Willy torna a casa: «Varese, sei cambiata?»

Osuji, di nuovo in biancorosso, apre il cuore ai suoi ricordi più belli. «Non riesco a spiegare cos’è per me questo posto, non ho le parole»

«Non ve lo posso spiegare, non ci riesco. Ma è così». Willy Osuji è tornato al Varese dopo quattro anni; come scritto sopra, parole sue, il filo che lo ha tenuto aggrappato a Masnago a dintorni non è cosa che si spieghi su due piedi. Sempre che ci si riesca.
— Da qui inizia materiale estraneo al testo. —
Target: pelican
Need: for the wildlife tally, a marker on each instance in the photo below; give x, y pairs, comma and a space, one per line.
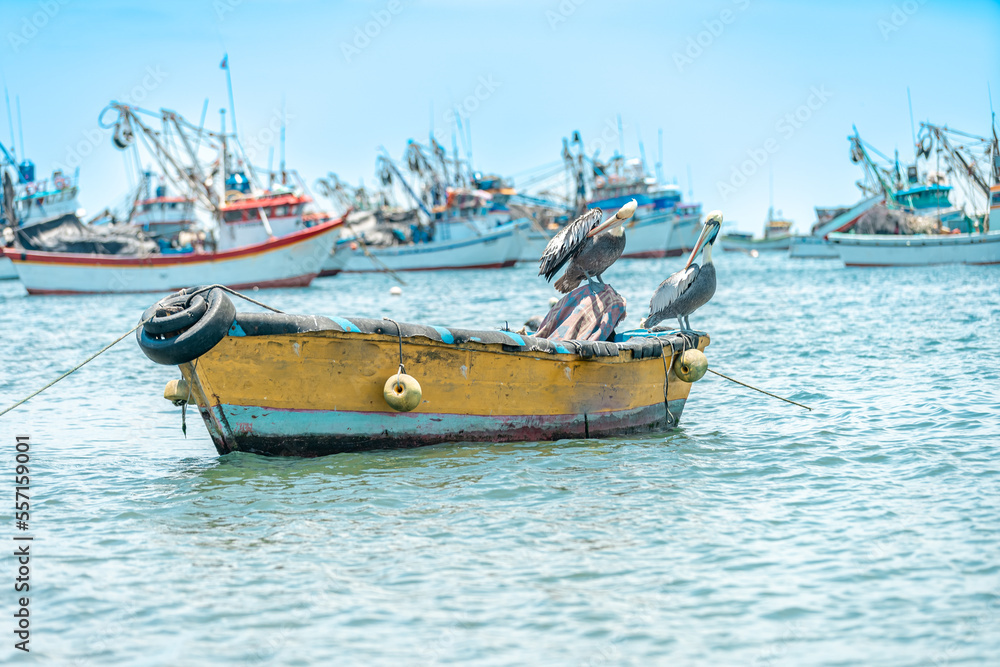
589, 245
690, 288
«Questo club e questa città per me sono un’emozione fortissima – prova ad argomentare il centrocampista nigeriano –. Il mio Varese era come una casa, come un posto in cui i ragazzi crescono. E io l’ho fatto: avevo manco vent’anni, arrivavo dalla Primavera del Milan, abbiamo vinto un campionato di Prima Divisione, mi sono diplomato, abbiamo sfiorato la A. Quello che in genere si vive in dieci anni io l’ho vissuto in due stagioni. Mi sono innamorato di questa città

e il Varese è la squadra del mio cuore».
Ora, però, è tutto diverso. O forse no? «Voglio credere – risponde Osuji – che il Varese sia rimasto così come lo avevo lasciato. Non è questione di sentirsi in dovere di riportare le lancette a quattro anni fa: è questione di volere che questo Varese sia come quello là. Non parlo delle ambizioni di classifica: parlo della sensazione di essere tutti utili, di non sentirsi fenomeni. Anzi. Ho imparato a conoscere la serie B: con grinta, voglia ed entusiasmo vai dove vuoi. Se mancano questi ingredienti, non vai da nessuna parte. Il Varese è questa cosa qua: non eravamo fenomeni, eravamo uomini che correvano tanto, che sorridevano, che sapevano che quelli erano gli unici ingredienti per provare ad essere qualcuno. È questo l’atteggiamento che mi aspetto dal Varese, a partire da me». Osuji, dopo l’arrivederci di quattro anni fa, ha viaggiato lungo la tratta Padova-Modena andata e ritorno. Che giocatore deve aspettarsi la platea biancorossa? «Ho imparato tante cose – risponde lui –, sotto tutti gli aspetti. Tecnicamente mi sento più forte; ma anche sul piano più generale della maturità: non prendo più tutti quei gialli inutili, dovuti all’irruenza».

Il nostro ricordo dell’Osuji calciatore sono anche le sfuriate di mister Sannino in quelle interminabili sedute ad Albizzate. «Con me – ricorda ridendo il centrocampista neobiancorosso – calcava la mano. Mi beccavo certi cazziatoni. Ma era un aiuto enorme, per un ragazzino un po’ impertinente quale ero io. Un rapporto del genere ti fa essere meno permaloso, ti insegna a gestire le emozioni, ti insegna anche a saper rispondere alle provocazioni. Il suo “funcool” era scherzoso, ma era qualcosa che ti entrava dentro come solo sanno fare le persone che ti conoscono per davvero».
Che cosa è rimasto di quel ragazzino? «Non sono ancora arrivato da nessuna parte – spiega Osuji –, dentro di me c’è lo stesso sogno e voglio continuare a sognare. Ora il sogno più vicino è esser in questa squadra, lottare coi miei compagni per conquistare la salvezza. Bettinelli, che c’era anche nel mio Varese, ci ha detto una cosa sacrosanta: noi non dobbiamo vincere; noi vogliamo vincere. C’è una bella differenza. Come quando Sannino diceva “è tutto scritto”: può sembrare che volesse dire che il nostro futuro era già deciso. Sì, certo. Noi, invece, sapevamo che – qualsiasi cosa fosse il nostro destino – quella frase voleva dire che dovevamo andare a prendercelo».